The first part of the course will consider the international legal issues relating to whether and when States are entitled to use armed force. In this part of the course, we will examine the prohibition of the use of force contained in the UN Charter as well as the principle of non-intervention in the affairs of other States. We will also devote considerable attention to the exceptions to the exceptions to the prohibition on the use of force, in particular, the right of self-defence in international law. Questions to be considered include the criteria for a lawful response in self-defence, the scope of the right of self defence in response to attacks by non-State groups, and the legality of anticipatory/pre-emptive self defence. This part of the course will also consider other possible exceptions to the prohibition on the use of force such as protection of nationals abroad, as well as the doctrines of humanitarian intervention and responsibility to protect.
The second part of the course considers the use of force within the scheme for collective security set up by the UN Charter – We will examine the powers of the Security Council to authorize the use of force by states and to establish peace-keeping operations.
The third part of the course examines international humanitarian law, i.e, the law that applies during an armed conflict. We will address the distinction between the law applicable in international armed conflicts and that applicable in non-international armed conflicts. We also consider the extent to which transnational violence between States and non-State groups should be considered an armed conflict to which international humanitarian law applies. In this part, we will explore both the “Geneva law” relating to the humanitarian protection of victims of war and the “Hague law” relating to the means and methods of warfare. In particular, we will examine the law relating to the detention, prosecution and treatment of combatants and civilians and in situations of armed conflict.
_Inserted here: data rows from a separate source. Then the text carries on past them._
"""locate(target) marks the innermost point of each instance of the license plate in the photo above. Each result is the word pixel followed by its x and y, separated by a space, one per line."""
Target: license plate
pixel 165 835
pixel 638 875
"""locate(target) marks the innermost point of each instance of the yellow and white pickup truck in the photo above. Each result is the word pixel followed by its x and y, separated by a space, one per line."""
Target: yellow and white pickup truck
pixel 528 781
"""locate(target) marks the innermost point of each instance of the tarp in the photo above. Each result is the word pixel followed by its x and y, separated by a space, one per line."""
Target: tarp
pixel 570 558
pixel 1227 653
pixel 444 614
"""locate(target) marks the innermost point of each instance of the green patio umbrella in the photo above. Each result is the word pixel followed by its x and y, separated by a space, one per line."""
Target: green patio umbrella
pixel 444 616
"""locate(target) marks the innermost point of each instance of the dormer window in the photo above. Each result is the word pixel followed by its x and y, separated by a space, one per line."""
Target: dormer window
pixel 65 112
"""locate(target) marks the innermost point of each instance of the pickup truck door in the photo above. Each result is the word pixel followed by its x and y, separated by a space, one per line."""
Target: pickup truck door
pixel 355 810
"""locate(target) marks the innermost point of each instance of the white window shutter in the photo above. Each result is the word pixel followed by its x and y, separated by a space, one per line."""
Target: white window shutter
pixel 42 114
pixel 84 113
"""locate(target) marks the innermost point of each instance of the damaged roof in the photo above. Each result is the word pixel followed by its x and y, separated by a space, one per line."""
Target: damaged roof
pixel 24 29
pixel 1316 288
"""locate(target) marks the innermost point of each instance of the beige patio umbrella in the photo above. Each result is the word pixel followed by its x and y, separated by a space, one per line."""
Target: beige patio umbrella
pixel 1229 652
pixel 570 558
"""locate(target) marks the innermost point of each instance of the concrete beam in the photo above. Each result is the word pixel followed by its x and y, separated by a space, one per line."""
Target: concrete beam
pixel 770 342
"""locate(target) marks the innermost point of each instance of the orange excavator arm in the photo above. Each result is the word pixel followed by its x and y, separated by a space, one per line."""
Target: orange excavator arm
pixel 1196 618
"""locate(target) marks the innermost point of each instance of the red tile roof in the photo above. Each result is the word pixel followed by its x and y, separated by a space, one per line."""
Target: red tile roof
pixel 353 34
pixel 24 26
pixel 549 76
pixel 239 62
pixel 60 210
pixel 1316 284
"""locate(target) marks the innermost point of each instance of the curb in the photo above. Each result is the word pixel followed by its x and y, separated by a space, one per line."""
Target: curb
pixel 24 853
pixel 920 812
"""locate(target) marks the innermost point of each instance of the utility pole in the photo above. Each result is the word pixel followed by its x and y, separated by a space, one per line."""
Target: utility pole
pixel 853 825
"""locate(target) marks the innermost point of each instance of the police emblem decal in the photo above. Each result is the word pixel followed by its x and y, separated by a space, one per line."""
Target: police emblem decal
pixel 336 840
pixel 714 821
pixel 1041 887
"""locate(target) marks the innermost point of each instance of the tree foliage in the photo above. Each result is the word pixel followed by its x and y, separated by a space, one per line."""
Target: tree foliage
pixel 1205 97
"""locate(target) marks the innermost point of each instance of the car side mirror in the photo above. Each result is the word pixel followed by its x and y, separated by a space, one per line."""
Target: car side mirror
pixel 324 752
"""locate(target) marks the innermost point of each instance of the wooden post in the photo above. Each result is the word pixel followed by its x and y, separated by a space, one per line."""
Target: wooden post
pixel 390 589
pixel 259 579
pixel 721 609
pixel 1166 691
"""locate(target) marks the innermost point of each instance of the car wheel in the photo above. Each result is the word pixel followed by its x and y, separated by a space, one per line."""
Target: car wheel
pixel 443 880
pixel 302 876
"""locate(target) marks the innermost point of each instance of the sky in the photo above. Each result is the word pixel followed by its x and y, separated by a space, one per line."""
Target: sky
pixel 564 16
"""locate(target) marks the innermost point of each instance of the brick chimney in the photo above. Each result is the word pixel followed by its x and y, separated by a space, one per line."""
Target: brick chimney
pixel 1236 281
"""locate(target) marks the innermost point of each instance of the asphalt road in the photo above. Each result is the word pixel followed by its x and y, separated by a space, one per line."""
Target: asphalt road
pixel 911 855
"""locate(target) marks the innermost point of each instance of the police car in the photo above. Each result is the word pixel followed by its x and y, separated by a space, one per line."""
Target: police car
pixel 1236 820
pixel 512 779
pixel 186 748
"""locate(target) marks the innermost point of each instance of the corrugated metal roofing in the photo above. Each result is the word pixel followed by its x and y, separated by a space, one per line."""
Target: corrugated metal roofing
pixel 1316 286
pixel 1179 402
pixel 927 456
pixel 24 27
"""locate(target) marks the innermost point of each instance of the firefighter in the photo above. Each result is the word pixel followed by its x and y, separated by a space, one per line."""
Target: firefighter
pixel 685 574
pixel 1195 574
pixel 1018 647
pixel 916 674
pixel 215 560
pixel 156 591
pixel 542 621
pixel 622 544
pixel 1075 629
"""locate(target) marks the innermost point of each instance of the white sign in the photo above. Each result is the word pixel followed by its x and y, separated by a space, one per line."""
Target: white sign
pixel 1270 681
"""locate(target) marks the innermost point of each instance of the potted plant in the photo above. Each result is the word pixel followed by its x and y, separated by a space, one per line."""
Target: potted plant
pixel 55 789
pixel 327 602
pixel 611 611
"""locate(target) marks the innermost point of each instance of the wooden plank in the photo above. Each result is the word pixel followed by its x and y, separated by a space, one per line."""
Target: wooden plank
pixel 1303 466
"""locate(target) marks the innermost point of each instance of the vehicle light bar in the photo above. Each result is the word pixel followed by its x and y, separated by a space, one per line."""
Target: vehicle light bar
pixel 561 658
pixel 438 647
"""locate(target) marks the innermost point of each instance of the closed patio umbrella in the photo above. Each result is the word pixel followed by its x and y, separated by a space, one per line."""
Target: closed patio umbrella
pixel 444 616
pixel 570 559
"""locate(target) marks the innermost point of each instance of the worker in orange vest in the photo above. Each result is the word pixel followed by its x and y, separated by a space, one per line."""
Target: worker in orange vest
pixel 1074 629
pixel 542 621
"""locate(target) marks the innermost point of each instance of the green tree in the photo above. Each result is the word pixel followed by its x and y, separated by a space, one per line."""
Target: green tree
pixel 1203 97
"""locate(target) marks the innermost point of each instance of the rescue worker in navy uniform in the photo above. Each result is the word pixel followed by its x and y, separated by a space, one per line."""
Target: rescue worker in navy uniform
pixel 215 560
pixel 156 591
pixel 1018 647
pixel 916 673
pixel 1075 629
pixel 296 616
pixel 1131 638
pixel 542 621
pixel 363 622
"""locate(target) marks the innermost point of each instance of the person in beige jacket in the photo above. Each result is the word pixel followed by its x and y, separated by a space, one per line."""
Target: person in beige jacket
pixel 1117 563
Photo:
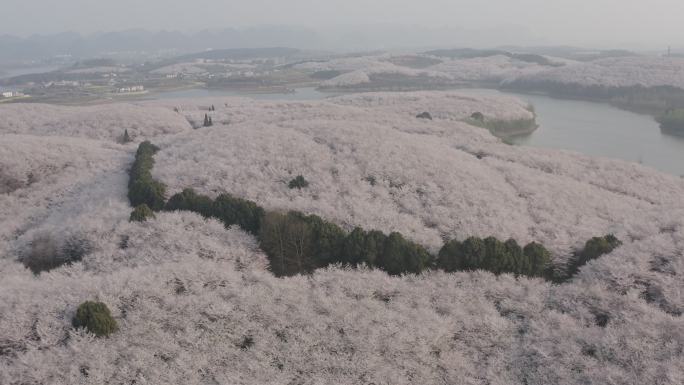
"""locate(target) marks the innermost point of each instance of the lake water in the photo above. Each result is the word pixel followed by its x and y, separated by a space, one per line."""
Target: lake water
pixel 595 129
pixel 602 130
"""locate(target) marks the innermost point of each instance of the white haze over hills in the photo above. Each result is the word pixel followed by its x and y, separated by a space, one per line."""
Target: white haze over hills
pixel 187 291
pixel 646 71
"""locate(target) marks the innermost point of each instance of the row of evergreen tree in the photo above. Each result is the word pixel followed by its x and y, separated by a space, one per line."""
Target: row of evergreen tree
pixel 142 188
pixel 297 243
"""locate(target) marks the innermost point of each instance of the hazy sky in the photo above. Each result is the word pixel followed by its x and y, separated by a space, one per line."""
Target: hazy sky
pixel 653 23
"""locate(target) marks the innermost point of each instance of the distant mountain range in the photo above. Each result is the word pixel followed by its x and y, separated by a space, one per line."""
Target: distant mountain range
pixel 141 44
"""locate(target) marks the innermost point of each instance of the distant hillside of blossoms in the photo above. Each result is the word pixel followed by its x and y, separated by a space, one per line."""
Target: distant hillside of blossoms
pixel 196 304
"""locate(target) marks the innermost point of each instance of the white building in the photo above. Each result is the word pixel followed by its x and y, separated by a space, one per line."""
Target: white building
pixel 132 89
pixel 11 94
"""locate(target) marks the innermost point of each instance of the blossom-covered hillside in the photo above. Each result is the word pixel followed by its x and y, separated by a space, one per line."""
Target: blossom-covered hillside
pixel 616 72
pixel 195 302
We then turn to the law that applies to the conduct of hostilities, examining in particular the rules relating to targeting and to weaponry.
The fourth and final part of the course will consider the extent to which international human rights law applies in time of armed conflict, the relationship between human rights and international humanitarian law, and questions of responsibility for violations of human rights or humanitarian law. In considering issues of responsibility, we will focus on how questions of responsibility arise and are determined in cases where operations conducted by state agents are authorized by, or carried out as part of the activities, of an international organization (the UN, NATO, etc). Is the international organization responsible, is the state responsible or is there a shared responsibility?
Learning outcomes: an understanding of the laws which determine whether and when States are entitled to use armed force, and which apply during an armed conflict (including international human rights law).